The proposed facility would be built within a 1,209-acre property that Larry Silver has owned for nearly a decade. The land, which isn't far from the Spotsylvania County line, is adjacent to Fort A.P. Hill and the historic Moss Neck Manor.
Plans for the facility call for a 12-room lodge with a dining area, conference and meeting spaces, and other amenities, said Silver Cos. principal Jud Honaker. Additional cottages could be built to provide more lodging. The main lodge would be about 7,100 feet off U.S. 17.
Silver Cos. officials envision that the facility could be used for corporate retreats and other special events for up to about 40 people. There would be recreational activities including hunting and clay pigeon shooting, as well as fishing, canoeing and swimming on a lake that is part of the property.
Honaker said the Silver Cos. is also working on a separate application to allow Waldorf, Md.-based Chaney Enterprises to mine sand and gravel on a portion of the property near U.S. 17. The mining would ultimately create reclamation lakes that could be incorporated into the water recreational activities offered at the lodge.
The text amendment will be before Caroline's Planning Commission soon, and the Board of Supervisors will later take up the matter.

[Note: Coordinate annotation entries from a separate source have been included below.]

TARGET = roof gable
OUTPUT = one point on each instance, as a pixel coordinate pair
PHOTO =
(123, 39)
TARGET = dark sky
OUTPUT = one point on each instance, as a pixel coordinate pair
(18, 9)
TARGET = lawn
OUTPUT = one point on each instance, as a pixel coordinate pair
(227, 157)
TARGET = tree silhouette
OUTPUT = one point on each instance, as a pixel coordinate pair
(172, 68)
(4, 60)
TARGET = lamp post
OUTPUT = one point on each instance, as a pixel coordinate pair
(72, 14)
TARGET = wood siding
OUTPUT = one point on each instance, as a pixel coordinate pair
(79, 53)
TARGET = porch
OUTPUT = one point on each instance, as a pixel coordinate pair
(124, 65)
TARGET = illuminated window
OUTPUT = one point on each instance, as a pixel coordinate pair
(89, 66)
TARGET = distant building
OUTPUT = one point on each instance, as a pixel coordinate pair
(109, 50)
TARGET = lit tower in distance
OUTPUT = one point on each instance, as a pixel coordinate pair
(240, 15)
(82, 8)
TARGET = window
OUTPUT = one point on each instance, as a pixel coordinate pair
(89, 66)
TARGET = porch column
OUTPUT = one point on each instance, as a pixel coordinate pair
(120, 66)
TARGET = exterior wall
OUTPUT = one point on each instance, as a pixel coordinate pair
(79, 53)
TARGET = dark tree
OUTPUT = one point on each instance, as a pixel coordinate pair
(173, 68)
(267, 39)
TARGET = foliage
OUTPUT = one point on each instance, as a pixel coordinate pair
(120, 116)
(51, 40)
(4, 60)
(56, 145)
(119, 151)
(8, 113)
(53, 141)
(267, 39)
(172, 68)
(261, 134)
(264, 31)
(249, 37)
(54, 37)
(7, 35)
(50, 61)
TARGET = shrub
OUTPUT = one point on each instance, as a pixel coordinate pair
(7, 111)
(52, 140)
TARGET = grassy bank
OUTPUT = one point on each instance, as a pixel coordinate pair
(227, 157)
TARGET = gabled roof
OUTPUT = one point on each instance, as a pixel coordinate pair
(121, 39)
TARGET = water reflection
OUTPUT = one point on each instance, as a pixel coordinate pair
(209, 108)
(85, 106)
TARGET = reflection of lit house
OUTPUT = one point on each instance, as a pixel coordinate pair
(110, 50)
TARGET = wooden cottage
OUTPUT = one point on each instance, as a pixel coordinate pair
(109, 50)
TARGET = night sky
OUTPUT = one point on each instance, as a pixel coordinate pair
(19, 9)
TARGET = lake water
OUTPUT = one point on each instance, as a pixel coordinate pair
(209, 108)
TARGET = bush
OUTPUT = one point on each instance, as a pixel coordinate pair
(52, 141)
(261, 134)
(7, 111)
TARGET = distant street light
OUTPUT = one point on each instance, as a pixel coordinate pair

The Silver Cos. is working with Caroline officials on the approval process. Caroline would first need to pass a text amendment that would allow special exception permits to be issued for resorts in areas zoned rural preservation, and Silver would then apply for the permit.
Honaker said his company would start developing the facility soon after receiving approval. He said Larry Silver has long wanted to build that type of corporate retreat, and recently gave company officials the go-ahead to get started. This summer, Honaker said, about 660 cedar, walnut and cherry trees were cut down on the property to be used to construct the lodge.